Here are some important questions to ask when employing the services of a web design agency:
  • Who will own and control the domain names? It should be you, the customer!
  • Where will your website be hosted and how fast and reliable is the parent hosting company?
  • What formal, IT Industry experience have the designers who are actually building the website?
  • How much time has been spent discussing your individual business needs?
  • How much attention has been paid to the business impression that you want to present online?
  • Are you happy that you have been consulted fully as to the eventual design of the website?
  • Have you been made aware of the costs involved according to the website package or deal selected?
  • How and when will the cost of design and development be paid?
  • How much will be charged per annum for website hosting?
  • What extra charges might be made according to website images that will be used?
  • Who will be producing the written web page content to be published?
  • Does the website include content management capability that enables you to update it yourself?
  • Will training be given in how to use the content management facilities of the website?
  • What is the hourly rate for changes to the website after it has been completed and published?
  • Is the website of a responsive design that will translate smoothly on mobile devices?
  • Will the website allow integration with Social Media such as Facebook and Twitter?
  • How much Search Engine Optimisation is included with the proposed website package?
  • If an E-Commerce site, what is the product capacity and range of payment gateway options?
  • What consideration has been given to cookie and disability legislation and content copyright issues?
  • Does the web agency have an offline development environment to avoid downtime during post-commissioning development phases?
  • What measures are in place to prevent loss of website content and product data?
  • Does the web agency have a contingency plan for a wholesale service failure of the parent hosting company?

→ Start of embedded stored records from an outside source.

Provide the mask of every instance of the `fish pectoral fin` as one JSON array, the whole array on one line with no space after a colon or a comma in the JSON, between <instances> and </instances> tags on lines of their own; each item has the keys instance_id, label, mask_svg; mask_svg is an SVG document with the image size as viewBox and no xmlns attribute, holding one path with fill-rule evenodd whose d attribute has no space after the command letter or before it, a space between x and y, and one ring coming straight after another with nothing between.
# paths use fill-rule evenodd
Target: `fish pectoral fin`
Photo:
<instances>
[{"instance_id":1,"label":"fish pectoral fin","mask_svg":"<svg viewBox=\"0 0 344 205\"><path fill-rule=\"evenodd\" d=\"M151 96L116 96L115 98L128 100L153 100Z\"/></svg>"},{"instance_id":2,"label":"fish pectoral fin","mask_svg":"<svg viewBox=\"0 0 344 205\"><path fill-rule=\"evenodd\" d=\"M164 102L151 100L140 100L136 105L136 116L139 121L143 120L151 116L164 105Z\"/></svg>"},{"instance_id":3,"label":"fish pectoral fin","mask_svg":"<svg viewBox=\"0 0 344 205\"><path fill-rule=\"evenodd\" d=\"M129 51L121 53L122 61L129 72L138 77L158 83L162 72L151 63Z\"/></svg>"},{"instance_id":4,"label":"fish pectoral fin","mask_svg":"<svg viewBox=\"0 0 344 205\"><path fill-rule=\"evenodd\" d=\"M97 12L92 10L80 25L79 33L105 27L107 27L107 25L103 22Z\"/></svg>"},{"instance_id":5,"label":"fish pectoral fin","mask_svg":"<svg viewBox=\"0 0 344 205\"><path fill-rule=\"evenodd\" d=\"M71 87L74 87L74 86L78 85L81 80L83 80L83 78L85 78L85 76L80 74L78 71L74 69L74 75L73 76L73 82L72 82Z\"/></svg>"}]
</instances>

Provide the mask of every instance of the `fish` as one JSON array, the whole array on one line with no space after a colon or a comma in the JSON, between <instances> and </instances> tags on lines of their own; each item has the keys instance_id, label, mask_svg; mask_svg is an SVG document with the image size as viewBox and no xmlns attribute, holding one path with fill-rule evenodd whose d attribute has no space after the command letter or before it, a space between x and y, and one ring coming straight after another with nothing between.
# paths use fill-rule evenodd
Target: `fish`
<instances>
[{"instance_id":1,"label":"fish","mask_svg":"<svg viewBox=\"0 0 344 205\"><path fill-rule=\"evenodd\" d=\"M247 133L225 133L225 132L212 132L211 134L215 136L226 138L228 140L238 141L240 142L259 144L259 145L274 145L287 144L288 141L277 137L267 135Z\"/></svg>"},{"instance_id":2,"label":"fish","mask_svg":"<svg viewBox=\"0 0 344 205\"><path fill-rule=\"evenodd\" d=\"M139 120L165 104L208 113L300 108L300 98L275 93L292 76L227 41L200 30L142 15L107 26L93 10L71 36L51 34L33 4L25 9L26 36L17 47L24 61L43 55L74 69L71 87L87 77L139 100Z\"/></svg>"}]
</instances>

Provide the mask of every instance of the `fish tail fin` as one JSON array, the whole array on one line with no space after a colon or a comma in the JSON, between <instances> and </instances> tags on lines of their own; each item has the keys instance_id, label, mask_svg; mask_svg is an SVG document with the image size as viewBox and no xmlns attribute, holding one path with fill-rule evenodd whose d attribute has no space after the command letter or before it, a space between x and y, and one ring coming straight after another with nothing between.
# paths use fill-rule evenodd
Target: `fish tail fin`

These are just some of the important questions you should be asking of your website designer. There are of course many more but too many to list here. Above all, just as you would be as careful as possible before handing over your vehicle to a mechanic, be sure that you use a proven and communicative, industry experienced web designer to build your website. When internet users visit your website, they will decide in seconds whether to stay or leave so ensure that they can find it in the first place and, of equal importance, that they want to remain on the website and engage with your business. With the wrong web designer, you could be simply throwing away your money or, worse still, damaging the reputation of your business online.